Different AI forms for different jobs
Agentic and genAI can be useful in manufacturing processes, and the various AI forms have different strengths and different roles, said Simon Ellis, practice director at IDC.
GenAI, for example, is good ingesting large documents like repair manuals or procurement service-level agreements and can help organizations make sure that they meet their procurement contracts or order goods from approved vendors, Ellis said. Most organizations lack the manpower that can devote the time needed for the tedious work involved.

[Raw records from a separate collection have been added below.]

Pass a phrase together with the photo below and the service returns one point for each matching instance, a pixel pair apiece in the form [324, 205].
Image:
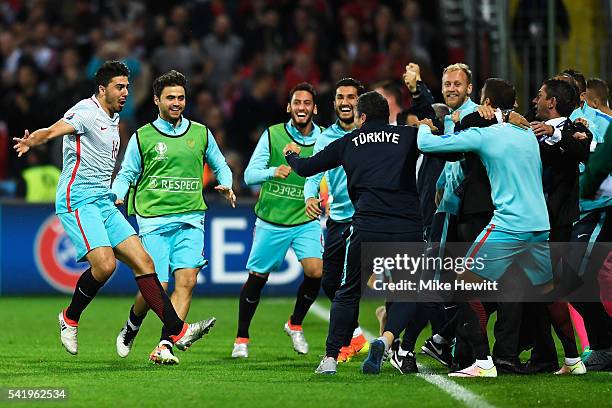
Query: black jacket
[380, 164]
[475, 189]
[561, 174]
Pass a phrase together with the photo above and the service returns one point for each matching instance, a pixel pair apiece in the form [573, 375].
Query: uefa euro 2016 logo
[161, 149]
[55, 256]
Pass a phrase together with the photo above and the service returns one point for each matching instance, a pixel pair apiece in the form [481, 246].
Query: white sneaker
[327, 366]
[162, 354]
[297, 337]
[577, 369]
[125, 340]
[68, 335]
[241, 350]
[194, 332]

"But genAI is really good at things like factory maintenance through ingesting operating manuals," he said. "GenAI is not helpful in things like demand planning -- that's more for the more traditional prescriptive AI tools."

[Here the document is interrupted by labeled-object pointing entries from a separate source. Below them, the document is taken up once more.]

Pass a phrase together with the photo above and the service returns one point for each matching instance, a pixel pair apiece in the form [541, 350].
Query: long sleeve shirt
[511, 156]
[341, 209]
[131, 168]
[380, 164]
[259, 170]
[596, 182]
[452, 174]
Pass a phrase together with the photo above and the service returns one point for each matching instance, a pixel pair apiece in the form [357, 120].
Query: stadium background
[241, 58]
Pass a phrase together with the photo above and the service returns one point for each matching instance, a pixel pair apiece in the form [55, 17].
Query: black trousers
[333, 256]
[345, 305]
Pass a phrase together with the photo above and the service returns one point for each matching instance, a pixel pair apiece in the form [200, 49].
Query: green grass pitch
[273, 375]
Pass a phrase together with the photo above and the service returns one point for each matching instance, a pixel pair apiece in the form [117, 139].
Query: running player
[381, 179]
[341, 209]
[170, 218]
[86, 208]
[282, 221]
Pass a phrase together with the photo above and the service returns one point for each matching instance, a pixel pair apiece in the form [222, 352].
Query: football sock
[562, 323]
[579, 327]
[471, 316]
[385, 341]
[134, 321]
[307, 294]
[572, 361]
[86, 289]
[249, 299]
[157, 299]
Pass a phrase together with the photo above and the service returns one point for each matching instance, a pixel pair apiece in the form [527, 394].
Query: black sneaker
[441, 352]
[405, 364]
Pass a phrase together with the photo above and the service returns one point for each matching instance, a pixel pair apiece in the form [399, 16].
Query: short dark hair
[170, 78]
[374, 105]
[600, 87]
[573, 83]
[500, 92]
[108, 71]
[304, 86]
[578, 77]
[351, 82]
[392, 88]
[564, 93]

Agentic AI is more of a decision-making entity that essentially acts as a control tower across other forms of AI, Ellis said, taking in traditional metrics and making recommendations or performing actions.
"It remains to be seen the degree to which companies are going to want agents to make decisions or just consult with people and defer the decision to the person who then becomes the responsible or accountable part," he said.
Data quality is a major issue for AI-led decision making and is a reason why organizations may be reluctant to allow agents to make decisions without at least providing a mechanism for human review, Ellis said.
But this can also depend on the importance of the decision, he said.
If, for example, a truck breakdown delays a shipment, an AI agent can approve to move the load to another trucking company, as long as it's an approved vendor, Ellis said. However, if there's no other trucking company available or urgency calls for switching the load to air freight, this dramatically changes the costs.
"Now, maybe you don't want the agent making that call," he said. "You might want the agent making a recommendation, but have a person make the call because of the cost implication."
There's much hype around the implementation of AI in manufacturing, which may be holding back results, at least in these early stages, said Gaurav Malhotra partner at EY. However, AI differs from other hyped emerging technologies like IoT and blockchain.
"AI is more like semi-hype because it carries a lot more potential than some of the others," Malhotra said. "There's more relevance and reality to this technology."
Organizations will need to have better strategies to ensure that AI is more successful than technologies like blockchain, which were often implemented -- at least in pilot projects -- without the technical and organizational foundations to make it work, he said.
For example, blockchain requires an orchestrated network to take full advantage and has limited use as a technology within an enterprise, Malhotra said. But organizations can do a lot with AI, even if it's just incorporated within the enterprise.
"There are many use cases around logistics and distribution, inventory management, demand planning, EAM or predictive maintenance that leverages [AI with organizational data], versus having to execute based on information that is being provided," he said. "That's the potential."
Jim O'Donnell is a news director for Informa TechTarget who covers ERP and other enterprise applications.